A recurring question from our readers is whether condo owners are required to vote on a renovation project. Aside from the more important question of whether they should be consulted or informed (yes, they should), the legal question is whether consultation is mandatory and, if so, what is the level of support required for the project to go ahead.
This is not an easy question to answer as every situation is very fact-specific. Still, to help the discussion at your next board meeting, we have created an “App” helping you determine whether owners get to vote on a specific renovation project. You’ll find it in our Tool sections (at the top of the blog) and at the bottom of this post.
3 Levels of consultation
Section 97 of the Condo Act deals with changes to common elements made by the corporation (as opposed to changes to common elements proposed by owners, which are dealt under section 98).
Generally speaking, under section 97 of the Act, there are three distinct levels of owner consultation required when the corporation is contemplating a work on common elements.
If the cost of the change is less than $1,000 or less than 1% of the annual budgeted common expenses (whichever is greater) or if the work is required to ensure the safety or security of persons using the property, or if it is required to prevent imminent damage to the property or assets; or if it is required to comply with a mutual use agreement (like a cost-sharing agreement):
- No notice is required to be given to owners and no vote is required.
You may want to note that the $1,000 threshold is expected to eventually be raised to $30,000 or 3 per cent of the annual budgeted common expenses whenever the changes to section 97 of the Act are implemented.
Possible consultation and simple majority
If the cost of the project is more than $1,000, but less than 10% of the annual budgeted common expenses
- Notice is required to be given to owners;
- But the change is only submitted to a vote if requisitioned by the owners of at least 15% of the registered units;
- Should the change be submitted to a vote through a requisition, the change can be implemented if at least 50% of the owners participating at the meeting vote in favour of it.
Mandatory consultation and elevated majority
If the cost of the change is more than 10% of the annual budgeted common expenses:
- This is what we refer to as a “substantial change”;
- Notice is required to be given to owners;
- The change must be submitted to an automatic vote;
- The change can only be implemented if the owners of at least 66 2/3 % of the units vote in favour of it.
What is to be considered in the calculation of the cost threshold?
The determination of what constitutes a “change” vs. what is a “substantial change” is presently determined by cost (whether its cost is estimated to cost more than 10% of the annual budgeted common expenses). Under the new version of section 97 (not yet in force), a more subjective element will be added, namely whether the proposed modification can be seen as causing a material reduction of the use or enjoyment of the common element.
Still, when considering the cost threshold, the waters can be muddied by the fact that a project may combine both pure maintenance (not requiring notice or a vote) and some “change”. Think of a corporation being required to change the deck railings and who opts to go from treated wood to aluminium. If the project was pure maintenance/repair (from treated wood to treated wood), no vote would be required. But by going to a more expensive product, the question surfaces: what portion of the project’s cost must be considered to determine whether we have triggered the requirement to force a 2/3 vote required for substantial changes.
It is generally accepted that, in a situation such as this one, the corporation only need to consider the delta between the cost of a “same for same” project (treated wood for treated wood) and the “improved” version of the project to see whether the 10% threshold has been crossed (from treated wood to aluminium). That sort of makes sense since no vote would have been required on the “same for same” project.
Another question that is often asked is whether the budgeted common expenses against which we measure the 10% threshold considers only the operating expenses or whether it also consider the reserve fund allocation.
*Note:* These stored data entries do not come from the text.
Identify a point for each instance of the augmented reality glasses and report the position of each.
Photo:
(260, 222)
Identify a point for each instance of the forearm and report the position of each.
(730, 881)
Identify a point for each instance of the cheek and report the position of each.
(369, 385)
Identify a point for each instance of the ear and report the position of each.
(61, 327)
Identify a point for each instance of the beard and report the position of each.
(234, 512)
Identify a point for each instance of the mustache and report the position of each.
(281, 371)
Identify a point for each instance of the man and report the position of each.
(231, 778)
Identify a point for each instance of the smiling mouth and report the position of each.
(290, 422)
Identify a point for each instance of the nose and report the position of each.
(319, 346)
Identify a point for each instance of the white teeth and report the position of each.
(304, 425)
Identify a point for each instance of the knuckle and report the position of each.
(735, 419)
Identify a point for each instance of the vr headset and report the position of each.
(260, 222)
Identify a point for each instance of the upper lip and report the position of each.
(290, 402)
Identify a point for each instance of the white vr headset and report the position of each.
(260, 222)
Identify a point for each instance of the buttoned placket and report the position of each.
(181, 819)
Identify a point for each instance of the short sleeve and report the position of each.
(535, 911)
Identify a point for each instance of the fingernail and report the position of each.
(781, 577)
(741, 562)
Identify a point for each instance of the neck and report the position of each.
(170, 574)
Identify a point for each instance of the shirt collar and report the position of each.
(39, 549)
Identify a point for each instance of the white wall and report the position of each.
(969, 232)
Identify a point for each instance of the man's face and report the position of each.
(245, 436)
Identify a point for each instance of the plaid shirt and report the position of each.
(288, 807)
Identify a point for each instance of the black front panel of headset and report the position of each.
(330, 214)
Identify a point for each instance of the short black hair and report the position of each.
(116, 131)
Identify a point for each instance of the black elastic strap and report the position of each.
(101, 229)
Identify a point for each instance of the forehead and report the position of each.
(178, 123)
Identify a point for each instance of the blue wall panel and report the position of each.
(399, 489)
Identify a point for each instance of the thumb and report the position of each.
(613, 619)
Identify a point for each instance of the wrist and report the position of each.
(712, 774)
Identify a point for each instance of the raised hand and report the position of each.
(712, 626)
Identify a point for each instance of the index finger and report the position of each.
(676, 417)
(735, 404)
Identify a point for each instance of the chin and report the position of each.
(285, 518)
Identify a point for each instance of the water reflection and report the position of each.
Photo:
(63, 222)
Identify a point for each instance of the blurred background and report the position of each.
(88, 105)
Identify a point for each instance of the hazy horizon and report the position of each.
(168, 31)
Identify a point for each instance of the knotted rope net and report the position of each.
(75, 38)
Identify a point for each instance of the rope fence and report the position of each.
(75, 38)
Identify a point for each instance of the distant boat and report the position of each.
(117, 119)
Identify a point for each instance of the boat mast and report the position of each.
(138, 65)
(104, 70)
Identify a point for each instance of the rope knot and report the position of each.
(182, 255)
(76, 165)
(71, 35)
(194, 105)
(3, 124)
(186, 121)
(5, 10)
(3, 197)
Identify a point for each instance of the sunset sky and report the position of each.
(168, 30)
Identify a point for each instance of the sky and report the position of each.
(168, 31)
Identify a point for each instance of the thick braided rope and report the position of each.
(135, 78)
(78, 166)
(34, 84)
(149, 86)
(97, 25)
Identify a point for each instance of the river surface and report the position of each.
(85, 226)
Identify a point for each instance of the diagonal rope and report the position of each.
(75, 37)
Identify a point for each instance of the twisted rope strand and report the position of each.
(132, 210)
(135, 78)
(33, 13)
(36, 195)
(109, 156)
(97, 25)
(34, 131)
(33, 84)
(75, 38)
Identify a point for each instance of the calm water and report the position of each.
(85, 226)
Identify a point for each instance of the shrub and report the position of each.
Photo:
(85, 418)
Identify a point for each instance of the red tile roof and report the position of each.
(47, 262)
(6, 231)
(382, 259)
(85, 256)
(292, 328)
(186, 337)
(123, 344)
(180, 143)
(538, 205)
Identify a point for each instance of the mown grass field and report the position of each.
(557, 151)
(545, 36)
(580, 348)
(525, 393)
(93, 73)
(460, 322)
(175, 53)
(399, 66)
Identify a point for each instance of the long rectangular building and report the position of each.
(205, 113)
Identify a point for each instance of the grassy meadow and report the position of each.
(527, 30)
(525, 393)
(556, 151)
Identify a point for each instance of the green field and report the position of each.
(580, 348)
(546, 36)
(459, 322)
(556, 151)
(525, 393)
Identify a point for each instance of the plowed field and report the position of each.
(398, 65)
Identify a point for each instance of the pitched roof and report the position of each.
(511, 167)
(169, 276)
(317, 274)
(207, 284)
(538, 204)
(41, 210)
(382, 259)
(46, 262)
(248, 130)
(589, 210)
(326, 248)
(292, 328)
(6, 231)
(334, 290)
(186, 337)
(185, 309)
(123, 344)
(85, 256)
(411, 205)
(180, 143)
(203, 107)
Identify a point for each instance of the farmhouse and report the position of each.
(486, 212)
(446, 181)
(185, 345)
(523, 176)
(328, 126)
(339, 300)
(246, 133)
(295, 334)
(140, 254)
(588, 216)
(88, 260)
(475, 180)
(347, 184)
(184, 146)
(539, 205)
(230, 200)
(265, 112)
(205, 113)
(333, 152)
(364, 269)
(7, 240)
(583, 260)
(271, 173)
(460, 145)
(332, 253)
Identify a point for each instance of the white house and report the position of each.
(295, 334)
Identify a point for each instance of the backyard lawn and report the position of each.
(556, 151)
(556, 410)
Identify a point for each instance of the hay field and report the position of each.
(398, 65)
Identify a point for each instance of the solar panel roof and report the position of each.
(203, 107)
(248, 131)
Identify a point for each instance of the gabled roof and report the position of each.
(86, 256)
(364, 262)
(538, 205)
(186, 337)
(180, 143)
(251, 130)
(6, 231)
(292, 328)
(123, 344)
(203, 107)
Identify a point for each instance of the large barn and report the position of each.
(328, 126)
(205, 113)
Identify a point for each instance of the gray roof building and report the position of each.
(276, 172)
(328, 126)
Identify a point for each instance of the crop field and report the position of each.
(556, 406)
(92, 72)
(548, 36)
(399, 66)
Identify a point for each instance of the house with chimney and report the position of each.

In our view, unless your governing documents provide otherwise, when calculating the 10% threshold, you consider the total budget, including the reserve fund allocation.
“Is this a Substantial Change” App
We’ve created an easy and fun to use App, to help you determine whether the work you are contemplating constitutes a substantial change and whether you require a vote of the owners.
This App only provides preliminary and basic guidance to help your discussion. Corporations should consult with their legal counsel to ensure that they follow the proper governance and consultative processes when contemplating a project or a change to common elements, assets or services.